# Hobie Mirage Sport FS



## Tres (May 8, 2010)

2006 Hobie Mirage Sport. Used probably 10 times. Garage kept 98% of the time and kept on the front porch the rest of the time (only in the yard for the pictures.) 

This was my wife/daughter's kayak and and was perfect for them. My daughter was 8 when we bought it. The seat can be moved more to the front for kids or more to the back for an adult. It is not very well suited for a grown man in either position though. I've used it once (I'm 6'3") but it wasn't comfortable. Selling for $800


----------



## Tres (May 8, 2010)

btt


----------



## oxbeast1210 (Jun 21, 2010)

Bought some rods and reels from Tres they were better then discribed and work like new. Good luck with the sale .
Great for your kids or better half to join ya on the water!


----------



## Tres (May 8, 2010)

Thanks ox. Someone will get it and their wife or kid will enjoy it. The market's just a little smaller for these than the ones we fish from. 

If I don't sell it, It won't kill me to keep it. There's some kids in the neighborhood who I'm sure wouldn't mind going fishing on it. First I've gotta learn how to catch fish myself before I take some kid out fishing and ruin it for him.


----------



## oxbeast1210 (Jun 21, 2010)

Haha yeah right I know you catch em! You thaught me the power of top water lures! Recently lost the one you gave me I'm going to go buy some Friday.


----------



## TxFlyFshrman (May 2, 2012)

Did you ever sell it? I've been looking for one, will be in town this weekend.


----------



## Tres (May 8, 2010)

TxFlyFshrman said:


> Did you ever sell it? I've been looking for one, will be in town this weekend.


It's still available. Let me know if you want to see it while you're here.

Tres


----------



## TxFlyFshrman (May 2, 2012)

OK, fly in to P'cola on Friday but will be down in FWB Saturday. Head back to Tx on Sunday. Can swing by and look at it on the way down to FWB on Friday or set up a time on Saturday, your call.


----------



## wronggear (Mar 23, 2012)

If txfly doesn't get it, i will take it. Just recently got into kayaking and now the wife see how much fun it is, wants one too. I have been on these forums for a couple of years and never posted, just soaking up all the great information everyone post on here.


----------



## Tres (May 8, 2010)

wronggear said:


> If txfly doesn't get it, i will take it. Just recently got into kayaking and now the wife see how much fun it is, wants one too. I have been on these forums for a couple of years and never posted, just soaking up all the great information everyone post on here.

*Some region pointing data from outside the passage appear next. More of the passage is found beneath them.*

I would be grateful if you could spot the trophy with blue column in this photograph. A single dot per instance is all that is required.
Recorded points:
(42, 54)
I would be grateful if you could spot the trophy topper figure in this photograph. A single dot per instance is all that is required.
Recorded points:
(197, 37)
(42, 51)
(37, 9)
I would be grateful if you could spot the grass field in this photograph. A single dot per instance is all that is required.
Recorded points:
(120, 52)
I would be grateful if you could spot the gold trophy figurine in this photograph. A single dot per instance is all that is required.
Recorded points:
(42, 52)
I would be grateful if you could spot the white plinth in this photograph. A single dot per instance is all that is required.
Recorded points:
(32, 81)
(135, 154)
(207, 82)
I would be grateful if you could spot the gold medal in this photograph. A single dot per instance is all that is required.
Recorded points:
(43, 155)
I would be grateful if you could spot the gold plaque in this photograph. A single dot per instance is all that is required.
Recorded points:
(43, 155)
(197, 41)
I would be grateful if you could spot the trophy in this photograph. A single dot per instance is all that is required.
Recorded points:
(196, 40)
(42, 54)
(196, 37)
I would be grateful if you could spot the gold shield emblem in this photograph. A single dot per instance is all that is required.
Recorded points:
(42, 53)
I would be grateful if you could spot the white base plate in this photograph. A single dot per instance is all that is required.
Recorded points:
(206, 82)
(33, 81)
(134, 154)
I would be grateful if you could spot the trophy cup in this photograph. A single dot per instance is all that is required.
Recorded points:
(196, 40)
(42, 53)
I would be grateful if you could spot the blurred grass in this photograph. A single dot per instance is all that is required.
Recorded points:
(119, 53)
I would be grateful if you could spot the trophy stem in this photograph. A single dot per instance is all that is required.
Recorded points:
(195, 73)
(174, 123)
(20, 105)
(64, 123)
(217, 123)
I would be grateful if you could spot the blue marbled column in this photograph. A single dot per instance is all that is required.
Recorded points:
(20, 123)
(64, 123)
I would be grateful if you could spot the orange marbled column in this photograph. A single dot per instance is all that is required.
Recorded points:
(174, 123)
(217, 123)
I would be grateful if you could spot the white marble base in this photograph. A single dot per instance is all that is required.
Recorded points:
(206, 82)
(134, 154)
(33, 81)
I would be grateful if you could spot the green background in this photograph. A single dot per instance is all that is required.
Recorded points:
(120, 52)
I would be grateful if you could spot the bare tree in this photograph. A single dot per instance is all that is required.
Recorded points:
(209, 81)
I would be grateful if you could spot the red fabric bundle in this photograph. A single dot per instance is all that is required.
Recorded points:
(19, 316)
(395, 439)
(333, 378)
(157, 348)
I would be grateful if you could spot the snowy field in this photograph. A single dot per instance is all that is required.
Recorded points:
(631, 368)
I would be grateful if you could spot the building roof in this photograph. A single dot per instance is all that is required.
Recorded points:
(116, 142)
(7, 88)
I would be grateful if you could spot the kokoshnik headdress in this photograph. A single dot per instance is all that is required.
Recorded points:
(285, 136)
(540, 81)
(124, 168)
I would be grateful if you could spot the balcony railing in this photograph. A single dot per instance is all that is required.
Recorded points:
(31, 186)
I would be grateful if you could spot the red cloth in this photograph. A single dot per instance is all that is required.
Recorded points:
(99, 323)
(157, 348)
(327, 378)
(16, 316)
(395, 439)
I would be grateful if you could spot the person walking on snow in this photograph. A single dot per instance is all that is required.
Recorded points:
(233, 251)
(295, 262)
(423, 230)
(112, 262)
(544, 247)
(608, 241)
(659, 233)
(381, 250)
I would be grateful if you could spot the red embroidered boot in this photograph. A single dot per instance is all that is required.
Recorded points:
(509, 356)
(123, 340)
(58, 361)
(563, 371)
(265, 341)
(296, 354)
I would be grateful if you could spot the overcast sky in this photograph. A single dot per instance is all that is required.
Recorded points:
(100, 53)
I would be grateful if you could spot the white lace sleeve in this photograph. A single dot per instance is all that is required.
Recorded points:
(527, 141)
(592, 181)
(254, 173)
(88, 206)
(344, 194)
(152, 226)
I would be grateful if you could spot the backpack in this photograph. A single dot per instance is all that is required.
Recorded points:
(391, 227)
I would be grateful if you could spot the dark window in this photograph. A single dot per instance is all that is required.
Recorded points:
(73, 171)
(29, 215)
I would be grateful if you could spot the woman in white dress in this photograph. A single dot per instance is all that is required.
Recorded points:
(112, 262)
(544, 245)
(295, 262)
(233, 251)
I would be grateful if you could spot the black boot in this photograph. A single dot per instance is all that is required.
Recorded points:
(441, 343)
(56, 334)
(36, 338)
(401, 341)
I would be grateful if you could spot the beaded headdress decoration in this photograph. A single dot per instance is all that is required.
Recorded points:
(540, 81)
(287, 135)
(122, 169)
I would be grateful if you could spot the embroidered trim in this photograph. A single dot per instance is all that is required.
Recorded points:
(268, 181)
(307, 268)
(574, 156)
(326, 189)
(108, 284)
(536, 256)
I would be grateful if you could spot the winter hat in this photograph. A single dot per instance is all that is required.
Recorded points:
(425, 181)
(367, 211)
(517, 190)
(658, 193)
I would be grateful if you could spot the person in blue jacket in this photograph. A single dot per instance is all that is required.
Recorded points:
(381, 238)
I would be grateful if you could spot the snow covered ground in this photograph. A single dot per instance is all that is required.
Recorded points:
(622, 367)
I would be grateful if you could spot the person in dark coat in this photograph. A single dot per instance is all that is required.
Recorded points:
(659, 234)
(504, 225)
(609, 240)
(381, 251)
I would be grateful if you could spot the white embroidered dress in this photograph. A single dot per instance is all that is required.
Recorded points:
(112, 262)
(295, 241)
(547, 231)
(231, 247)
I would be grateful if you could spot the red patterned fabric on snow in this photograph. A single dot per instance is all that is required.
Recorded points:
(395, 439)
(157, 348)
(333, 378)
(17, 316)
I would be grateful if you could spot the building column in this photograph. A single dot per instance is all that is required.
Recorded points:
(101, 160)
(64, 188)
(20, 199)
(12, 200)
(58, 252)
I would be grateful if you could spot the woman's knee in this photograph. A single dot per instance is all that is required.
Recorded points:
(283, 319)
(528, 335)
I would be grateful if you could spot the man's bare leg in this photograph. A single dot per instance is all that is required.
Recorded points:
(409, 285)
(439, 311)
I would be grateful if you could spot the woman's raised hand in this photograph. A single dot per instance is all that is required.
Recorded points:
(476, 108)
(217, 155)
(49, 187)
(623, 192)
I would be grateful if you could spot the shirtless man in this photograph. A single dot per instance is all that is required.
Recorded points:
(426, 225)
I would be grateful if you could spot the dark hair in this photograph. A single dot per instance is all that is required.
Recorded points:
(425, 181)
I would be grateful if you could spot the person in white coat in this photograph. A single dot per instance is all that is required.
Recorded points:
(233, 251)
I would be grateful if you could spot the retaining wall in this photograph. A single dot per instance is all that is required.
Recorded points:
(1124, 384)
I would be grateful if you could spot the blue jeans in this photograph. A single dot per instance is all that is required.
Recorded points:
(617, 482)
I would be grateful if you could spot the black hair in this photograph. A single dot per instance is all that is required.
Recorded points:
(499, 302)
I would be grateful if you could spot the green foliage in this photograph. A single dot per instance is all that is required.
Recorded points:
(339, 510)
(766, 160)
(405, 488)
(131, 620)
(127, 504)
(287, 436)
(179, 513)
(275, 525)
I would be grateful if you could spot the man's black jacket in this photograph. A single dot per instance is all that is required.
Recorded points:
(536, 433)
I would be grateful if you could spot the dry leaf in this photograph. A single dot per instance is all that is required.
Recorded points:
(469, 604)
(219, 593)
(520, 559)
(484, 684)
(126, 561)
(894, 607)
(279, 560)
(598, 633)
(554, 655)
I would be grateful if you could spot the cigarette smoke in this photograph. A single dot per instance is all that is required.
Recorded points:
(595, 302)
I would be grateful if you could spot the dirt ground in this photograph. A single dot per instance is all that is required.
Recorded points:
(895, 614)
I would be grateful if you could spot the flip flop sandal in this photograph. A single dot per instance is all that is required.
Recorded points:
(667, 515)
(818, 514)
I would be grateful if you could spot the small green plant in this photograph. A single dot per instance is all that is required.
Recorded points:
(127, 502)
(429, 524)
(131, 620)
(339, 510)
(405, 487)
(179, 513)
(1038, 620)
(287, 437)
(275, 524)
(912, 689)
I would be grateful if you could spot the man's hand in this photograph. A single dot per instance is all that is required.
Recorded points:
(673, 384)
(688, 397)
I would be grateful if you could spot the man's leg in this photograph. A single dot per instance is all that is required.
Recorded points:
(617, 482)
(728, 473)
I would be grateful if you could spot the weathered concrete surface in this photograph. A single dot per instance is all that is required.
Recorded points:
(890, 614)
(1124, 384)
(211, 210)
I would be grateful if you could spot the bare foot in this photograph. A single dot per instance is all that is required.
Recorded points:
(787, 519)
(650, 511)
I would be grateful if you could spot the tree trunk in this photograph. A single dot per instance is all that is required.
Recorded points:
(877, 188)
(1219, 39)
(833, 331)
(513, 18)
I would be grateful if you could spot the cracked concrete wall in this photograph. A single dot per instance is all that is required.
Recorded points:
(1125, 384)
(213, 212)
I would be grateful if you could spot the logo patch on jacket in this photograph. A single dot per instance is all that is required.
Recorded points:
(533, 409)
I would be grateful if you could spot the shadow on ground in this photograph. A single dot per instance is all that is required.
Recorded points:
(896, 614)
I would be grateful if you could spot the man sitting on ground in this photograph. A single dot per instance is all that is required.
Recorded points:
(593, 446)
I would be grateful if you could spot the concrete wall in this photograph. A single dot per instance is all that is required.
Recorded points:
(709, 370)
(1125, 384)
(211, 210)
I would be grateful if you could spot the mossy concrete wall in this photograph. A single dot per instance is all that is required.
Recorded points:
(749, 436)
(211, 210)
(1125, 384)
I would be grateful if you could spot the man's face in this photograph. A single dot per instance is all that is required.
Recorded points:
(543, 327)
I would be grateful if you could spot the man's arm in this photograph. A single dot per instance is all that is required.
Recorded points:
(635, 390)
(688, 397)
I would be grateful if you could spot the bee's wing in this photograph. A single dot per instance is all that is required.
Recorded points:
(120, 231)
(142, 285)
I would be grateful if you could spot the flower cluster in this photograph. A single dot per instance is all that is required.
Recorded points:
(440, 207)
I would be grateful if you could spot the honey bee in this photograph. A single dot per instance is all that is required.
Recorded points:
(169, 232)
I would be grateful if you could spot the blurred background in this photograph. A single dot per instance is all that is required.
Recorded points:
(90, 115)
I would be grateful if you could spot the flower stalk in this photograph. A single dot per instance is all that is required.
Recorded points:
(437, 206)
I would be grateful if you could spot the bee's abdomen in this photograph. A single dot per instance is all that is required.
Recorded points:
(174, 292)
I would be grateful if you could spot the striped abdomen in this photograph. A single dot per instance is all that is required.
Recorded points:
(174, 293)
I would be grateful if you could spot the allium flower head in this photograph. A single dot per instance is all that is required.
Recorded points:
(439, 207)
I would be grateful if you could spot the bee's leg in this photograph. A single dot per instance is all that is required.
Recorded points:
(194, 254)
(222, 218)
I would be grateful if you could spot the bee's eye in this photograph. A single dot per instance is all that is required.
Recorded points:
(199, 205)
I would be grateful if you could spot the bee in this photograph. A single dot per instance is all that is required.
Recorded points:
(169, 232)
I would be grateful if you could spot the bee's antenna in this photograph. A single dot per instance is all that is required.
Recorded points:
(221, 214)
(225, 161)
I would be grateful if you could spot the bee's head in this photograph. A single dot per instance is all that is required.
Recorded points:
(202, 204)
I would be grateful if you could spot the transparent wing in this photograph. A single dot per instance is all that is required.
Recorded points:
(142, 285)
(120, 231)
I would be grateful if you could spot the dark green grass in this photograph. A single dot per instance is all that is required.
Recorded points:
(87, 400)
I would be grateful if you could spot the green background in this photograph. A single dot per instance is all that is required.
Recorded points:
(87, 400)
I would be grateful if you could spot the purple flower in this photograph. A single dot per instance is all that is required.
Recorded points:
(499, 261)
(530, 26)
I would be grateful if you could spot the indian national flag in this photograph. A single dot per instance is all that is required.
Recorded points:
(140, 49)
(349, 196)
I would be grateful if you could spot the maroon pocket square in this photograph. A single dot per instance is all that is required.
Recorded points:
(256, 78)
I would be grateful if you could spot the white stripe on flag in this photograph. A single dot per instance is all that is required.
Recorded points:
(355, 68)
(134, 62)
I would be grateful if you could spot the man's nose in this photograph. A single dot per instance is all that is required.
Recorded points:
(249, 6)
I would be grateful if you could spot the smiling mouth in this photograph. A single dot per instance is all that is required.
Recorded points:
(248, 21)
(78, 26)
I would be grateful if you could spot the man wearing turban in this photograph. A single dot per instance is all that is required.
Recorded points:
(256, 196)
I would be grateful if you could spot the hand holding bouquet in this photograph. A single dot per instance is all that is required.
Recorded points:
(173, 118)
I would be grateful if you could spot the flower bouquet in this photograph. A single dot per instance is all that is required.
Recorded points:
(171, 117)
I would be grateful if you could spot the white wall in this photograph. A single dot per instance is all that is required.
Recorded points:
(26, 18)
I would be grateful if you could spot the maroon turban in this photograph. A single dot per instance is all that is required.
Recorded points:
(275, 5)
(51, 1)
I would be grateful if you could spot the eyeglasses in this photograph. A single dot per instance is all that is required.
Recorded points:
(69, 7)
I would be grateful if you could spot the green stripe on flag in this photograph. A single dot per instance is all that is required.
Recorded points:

I actually have one other person who PMed me that's second on the list, but I'll let you know if the first two fall through.

Thanks
Tres


----------



## TxFlyFshrman (May 2, 2012)

PM w/ number sent. Look forward to picking it up this weekend, sorry wronggear.


----------



## wronggear (Mar 23, 2012)

hay, no worry's. these things seem to go fast around here.


----------



## Tres (May 8, 2010)

Sold


----------



## TxFlyFshrman (May 2, 2012)

Yep, kayak made the trip to Corpus last night, taking the wife out this evening to catch supper. Thanks Tres!


----------